The tumour-fitness model is a mathematical model in which several parameters need to be set. These parameters relate to the timescale of response to therapy and the assessment of the probability that a neoantigen will be recognized by a TCR. To determine the numerical values to use for these parameters, both groups varied these parameter values so that the model would best match the observed patient-survival data.

Łuksza and colleagues employed an approach in which the parameters determined using data from one group of patients were used to predict survival of an independent group of patients. This is a commonly accepted way of avoiding a problem known as ‘over-fitting’, in which a model works only for a particular data set.
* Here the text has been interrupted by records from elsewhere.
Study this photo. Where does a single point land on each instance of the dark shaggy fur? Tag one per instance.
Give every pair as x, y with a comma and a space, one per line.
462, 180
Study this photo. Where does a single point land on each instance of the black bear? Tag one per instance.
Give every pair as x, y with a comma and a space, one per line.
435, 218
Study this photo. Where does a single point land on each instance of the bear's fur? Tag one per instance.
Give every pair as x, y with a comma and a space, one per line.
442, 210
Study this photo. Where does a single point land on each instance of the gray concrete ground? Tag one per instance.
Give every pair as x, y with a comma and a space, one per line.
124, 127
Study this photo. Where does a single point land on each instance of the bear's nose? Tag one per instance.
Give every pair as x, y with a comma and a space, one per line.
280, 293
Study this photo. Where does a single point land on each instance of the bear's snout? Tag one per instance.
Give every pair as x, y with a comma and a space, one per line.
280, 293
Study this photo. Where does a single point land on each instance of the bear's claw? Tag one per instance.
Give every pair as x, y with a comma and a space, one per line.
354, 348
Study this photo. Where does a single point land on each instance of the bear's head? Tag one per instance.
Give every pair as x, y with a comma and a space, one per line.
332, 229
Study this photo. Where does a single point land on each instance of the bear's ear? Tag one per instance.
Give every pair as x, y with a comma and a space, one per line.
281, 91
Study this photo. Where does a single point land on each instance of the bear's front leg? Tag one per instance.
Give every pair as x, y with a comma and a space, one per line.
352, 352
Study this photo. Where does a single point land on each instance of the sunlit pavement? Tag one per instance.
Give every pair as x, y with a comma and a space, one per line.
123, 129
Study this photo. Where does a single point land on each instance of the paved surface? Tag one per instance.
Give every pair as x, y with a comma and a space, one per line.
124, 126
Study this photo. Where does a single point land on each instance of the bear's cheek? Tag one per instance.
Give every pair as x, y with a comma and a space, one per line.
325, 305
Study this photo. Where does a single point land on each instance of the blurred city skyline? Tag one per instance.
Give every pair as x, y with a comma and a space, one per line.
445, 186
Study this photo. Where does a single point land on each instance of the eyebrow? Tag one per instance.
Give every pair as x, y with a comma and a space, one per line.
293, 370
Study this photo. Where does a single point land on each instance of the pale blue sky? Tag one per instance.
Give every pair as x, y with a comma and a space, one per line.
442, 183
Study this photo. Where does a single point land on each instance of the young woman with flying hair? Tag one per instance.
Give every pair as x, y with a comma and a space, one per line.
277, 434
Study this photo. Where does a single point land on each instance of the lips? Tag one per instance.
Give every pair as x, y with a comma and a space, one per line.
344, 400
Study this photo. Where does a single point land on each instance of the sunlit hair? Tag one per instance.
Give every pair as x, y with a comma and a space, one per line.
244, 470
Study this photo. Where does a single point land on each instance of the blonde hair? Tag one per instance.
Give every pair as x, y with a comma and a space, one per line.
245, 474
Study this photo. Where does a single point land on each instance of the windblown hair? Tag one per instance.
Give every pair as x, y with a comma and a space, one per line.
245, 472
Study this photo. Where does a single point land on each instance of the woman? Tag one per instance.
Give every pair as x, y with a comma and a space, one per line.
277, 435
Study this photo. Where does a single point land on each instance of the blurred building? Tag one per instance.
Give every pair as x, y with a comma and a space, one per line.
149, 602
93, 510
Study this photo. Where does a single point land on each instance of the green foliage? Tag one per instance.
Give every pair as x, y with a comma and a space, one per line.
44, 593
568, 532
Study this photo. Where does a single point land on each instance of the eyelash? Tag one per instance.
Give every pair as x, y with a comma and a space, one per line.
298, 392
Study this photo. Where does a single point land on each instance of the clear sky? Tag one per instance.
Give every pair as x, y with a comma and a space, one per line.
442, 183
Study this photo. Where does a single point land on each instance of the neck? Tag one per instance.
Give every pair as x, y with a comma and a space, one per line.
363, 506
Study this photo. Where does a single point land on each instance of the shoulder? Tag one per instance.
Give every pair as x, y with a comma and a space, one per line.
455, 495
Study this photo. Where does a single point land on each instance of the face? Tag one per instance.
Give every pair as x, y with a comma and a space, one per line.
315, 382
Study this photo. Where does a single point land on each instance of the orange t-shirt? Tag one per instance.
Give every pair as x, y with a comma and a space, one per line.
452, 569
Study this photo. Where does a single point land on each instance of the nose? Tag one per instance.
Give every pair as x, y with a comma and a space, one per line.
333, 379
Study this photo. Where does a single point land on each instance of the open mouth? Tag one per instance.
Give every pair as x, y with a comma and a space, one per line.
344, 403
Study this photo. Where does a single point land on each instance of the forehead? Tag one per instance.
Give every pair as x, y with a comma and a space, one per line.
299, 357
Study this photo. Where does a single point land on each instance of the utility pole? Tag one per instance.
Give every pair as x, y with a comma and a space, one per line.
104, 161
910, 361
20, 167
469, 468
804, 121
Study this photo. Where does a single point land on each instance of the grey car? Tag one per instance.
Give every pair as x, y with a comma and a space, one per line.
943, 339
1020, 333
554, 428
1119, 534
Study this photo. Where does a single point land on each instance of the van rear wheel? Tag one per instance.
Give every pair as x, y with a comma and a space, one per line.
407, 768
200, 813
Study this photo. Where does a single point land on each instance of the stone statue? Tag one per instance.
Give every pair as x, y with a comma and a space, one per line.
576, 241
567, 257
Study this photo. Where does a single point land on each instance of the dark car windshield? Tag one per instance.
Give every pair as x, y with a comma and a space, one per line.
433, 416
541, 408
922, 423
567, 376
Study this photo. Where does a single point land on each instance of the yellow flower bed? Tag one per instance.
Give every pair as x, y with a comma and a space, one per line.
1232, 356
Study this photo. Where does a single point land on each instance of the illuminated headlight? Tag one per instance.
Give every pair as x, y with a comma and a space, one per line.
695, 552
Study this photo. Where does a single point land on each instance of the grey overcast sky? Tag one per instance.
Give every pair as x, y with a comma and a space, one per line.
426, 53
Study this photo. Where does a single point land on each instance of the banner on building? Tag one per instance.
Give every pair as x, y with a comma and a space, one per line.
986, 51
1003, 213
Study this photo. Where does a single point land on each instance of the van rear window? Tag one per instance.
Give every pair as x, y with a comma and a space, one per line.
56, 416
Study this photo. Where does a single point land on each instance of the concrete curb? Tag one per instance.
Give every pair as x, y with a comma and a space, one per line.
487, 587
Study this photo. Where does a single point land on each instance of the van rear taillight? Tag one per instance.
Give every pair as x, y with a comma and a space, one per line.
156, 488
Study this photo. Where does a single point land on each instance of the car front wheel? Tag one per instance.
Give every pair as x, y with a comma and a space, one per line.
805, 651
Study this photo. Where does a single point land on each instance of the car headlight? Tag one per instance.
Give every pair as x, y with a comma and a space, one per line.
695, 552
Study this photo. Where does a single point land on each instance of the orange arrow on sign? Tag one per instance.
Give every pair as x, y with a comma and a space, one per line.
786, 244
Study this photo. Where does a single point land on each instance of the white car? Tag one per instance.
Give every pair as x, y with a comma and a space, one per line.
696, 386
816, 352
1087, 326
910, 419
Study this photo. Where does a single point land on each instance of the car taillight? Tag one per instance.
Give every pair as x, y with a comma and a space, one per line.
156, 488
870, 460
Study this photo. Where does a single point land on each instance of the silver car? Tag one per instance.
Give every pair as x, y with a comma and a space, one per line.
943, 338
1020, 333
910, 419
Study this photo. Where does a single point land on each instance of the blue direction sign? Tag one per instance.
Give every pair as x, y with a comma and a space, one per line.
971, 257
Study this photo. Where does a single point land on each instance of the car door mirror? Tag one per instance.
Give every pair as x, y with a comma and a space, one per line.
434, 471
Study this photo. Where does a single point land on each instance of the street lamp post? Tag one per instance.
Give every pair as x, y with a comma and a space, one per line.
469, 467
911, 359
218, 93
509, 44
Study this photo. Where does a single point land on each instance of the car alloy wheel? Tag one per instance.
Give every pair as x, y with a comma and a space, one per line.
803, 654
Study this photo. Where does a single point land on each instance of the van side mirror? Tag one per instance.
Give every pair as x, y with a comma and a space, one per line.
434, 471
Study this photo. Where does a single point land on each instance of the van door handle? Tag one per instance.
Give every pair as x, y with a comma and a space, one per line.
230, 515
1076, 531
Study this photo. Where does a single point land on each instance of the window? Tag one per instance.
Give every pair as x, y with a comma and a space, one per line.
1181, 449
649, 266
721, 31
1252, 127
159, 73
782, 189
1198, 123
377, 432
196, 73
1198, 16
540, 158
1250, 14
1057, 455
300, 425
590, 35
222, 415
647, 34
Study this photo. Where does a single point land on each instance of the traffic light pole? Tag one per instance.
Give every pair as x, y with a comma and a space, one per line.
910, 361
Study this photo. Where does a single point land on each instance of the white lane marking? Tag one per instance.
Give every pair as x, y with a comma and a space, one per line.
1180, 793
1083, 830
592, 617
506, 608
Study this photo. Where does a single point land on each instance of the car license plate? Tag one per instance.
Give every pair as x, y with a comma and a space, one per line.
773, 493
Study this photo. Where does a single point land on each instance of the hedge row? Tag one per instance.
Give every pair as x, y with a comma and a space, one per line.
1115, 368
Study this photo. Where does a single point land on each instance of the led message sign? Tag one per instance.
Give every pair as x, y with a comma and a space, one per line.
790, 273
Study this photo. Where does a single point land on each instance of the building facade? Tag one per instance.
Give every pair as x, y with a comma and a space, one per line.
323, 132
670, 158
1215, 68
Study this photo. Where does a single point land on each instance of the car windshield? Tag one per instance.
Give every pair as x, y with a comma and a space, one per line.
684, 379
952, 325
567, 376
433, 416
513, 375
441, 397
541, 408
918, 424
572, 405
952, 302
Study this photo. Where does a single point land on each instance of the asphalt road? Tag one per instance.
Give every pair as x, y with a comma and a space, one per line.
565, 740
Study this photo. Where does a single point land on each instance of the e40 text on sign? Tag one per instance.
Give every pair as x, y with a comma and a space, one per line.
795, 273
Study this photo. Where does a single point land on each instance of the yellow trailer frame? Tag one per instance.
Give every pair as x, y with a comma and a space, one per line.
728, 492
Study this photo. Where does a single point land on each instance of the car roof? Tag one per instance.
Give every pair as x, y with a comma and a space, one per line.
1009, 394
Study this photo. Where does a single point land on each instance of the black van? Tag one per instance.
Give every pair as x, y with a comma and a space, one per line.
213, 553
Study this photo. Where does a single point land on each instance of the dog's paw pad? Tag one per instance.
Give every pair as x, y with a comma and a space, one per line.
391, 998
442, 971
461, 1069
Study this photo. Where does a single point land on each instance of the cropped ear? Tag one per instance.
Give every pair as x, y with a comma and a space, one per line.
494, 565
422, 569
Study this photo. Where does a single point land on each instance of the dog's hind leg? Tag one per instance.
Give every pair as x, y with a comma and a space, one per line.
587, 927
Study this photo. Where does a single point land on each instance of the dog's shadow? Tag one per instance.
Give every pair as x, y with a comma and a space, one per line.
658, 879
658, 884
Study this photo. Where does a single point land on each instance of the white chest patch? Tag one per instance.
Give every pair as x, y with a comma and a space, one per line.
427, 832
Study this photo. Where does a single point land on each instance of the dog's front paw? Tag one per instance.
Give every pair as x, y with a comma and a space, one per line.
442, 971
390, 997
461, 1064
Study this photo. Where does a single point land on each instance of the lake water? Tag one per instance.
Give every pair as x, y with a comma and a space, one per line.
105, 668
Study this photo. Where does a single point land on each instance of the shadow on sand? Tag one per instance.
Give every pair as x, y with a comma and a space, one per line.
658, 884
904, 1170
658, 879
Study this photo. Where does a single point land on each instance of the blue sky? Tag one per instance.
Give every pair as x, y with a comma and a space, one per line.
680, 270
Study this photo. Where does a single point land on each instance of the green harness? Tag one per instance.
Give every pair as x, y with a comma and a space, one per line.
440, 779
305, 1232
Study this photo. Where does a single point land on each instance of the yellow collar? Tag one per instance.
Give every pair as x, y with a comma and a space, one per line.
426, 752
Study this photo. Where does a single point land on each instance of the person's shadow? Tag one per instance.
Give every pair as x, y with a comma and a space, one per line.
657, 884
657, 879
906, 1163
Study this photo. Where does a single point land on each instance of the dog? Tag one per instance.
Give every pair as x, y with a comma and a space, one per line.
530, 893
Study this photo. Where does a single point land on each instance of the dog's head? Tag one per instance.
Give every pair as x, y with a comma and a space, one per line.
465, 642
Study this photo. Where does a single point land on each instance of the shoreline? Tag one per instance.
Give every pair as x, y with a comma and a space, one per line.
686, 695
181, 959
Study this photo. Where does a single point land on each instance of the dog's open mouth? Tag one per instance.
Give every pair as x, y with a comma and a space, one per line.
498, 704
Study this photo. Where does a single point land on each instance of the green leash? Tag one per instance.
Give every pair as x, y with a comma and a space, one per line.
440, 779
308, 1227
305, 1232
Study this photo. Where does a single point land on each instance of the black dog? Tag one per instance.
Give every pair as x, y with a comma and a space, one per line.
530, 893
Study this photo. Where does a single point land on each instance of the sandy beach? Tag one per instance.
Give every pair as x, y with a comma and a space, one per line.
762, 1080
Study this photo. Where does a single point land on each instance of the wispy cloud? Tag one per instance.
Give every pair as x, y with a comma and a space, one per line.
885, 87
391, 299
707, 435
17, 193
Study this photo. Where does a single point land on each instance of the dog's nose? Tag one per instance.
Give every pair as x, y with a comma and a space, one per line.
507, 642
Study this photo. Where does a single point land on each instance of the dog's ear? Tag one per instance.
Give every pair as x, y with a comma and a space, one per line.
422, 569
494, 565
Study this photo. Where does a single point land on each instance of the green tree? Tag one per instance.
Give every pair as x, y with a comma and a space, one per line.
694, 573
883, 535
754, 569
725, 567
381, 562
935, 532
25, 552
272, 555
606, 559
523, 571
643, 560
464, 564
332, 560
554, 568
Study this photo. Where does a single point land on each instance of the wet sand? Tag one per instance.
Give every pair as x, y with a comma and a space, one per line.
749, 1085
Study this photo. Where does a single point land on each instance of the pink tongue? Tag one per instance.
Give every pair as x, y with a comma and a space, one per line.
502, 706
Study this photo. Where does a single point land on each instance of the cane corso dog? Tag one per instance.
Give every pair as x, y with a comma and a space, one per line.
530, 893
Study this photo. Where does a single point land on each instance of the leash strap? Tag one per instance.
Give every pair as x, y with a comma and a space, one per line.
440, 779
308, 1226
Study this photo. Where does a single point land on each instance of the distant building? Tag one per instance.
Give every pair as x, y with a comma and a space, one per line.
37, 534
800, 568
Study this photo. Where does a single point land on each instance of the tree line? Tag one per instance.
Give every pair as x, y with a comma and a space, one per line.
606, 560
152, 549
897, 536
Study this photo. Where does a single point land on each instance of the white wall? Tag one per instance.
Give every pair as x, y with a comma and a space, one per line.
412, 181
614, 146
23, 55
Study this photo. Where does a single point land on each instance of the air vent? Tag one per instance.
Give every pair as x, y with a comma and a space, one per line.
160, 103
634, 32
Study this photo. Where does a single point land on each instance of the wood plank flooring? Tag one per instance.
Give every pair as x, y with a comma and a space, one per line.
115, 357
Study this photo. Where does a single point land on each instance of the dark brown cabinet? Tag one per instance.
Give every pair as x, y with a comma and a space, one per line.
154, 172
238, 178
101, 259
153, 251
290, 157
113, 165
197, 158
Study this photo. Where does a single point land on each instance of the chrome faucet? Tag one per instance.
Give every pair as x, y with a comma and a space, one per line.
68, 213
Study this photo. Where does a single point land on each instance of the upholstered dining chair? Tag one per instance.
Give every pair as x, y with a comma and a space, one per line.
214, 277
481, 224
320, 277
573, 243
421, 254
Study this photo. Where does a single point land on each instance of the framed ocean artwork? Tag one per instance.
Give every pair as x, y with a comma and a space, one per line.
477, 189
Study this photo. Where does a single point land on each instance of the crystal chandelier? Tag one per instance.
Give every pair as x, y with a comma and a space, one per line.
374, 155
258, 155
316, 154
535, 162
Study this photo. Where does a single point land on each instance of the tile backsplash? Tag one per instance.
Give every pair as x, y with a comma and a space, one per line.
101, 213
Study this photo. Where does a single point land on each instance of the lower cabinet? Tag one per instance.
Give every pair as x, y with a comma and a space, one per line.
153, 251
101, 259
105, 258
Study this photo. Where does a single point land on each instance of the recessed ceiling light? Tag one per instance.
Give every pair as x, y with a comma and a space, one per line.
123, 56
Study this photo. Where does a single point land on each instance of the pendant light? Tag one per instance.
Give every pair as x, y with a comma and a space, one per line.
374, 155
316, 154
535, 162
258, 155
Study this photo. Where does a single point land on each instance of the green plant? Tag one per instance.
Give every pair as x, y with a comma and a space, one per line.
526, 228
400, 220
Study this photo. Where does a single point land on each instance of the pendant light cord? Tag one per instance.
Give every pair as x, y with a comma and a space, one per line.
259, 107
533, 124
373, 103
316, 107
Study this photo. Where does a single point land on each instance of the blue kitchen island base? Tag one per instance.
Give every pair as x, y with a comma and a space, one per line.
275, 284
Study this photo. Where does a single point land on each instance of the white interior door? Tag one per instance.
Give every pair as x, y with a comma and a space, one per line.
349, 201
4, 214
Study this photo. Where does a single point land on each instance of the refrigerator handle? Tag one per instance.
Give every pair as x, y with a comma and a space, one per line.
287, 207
Balachandran and colleagues determined the parameter values and predicted outcomes using the same group of patients, but argued that similar values were obtained when subsamples of the data were used for this parameter-setting purpose. The need to set the model parameters for each group of patients raises the question of how predictive the model will be for any given patient, considering the unique characteristics of their individual tumour type and the particular type of immunotherapy used.

Many other factors — in addition to affinity of antigen for MHC proteins and TCR antigen recognition — can influence the potency of neoantigens or correlate with checkpoint-blockade effectiveness. Thus, it would be desirable to be able to extend the model easily. Indeed, Łuksza and colleagues demonstrate the incorporation of additional parameters, such as the expression of cytotoxic genes in the tumour microenvironment, which is associated with immune-cell targeting of the tumour, and show that this addition improves the model’s predictive power. In the same spirit, a superior model could be achieved by taking yet more factors into account, such as biases in the protein-degradation process that generates antigens, or the level of neoantigen expression.

It remains possible that the similarity of a neoantigen to non-microbial antigens, such as antigens associated with autoimmunity, could also be used to predict immunogenicity and patient survival. Thus, more research is needed to pinpoint the basis of TCR recognition of antigens. Although many factors must be considered in the prediction of effective antitumour immune responses in a given patient (including non-mutant antigens, which can sometimes trigger an anticancer response), neoantigens are emerging as crucial targets that T cells can use to detect and destroy cancer cells, and represent important targets for immunotherapy68.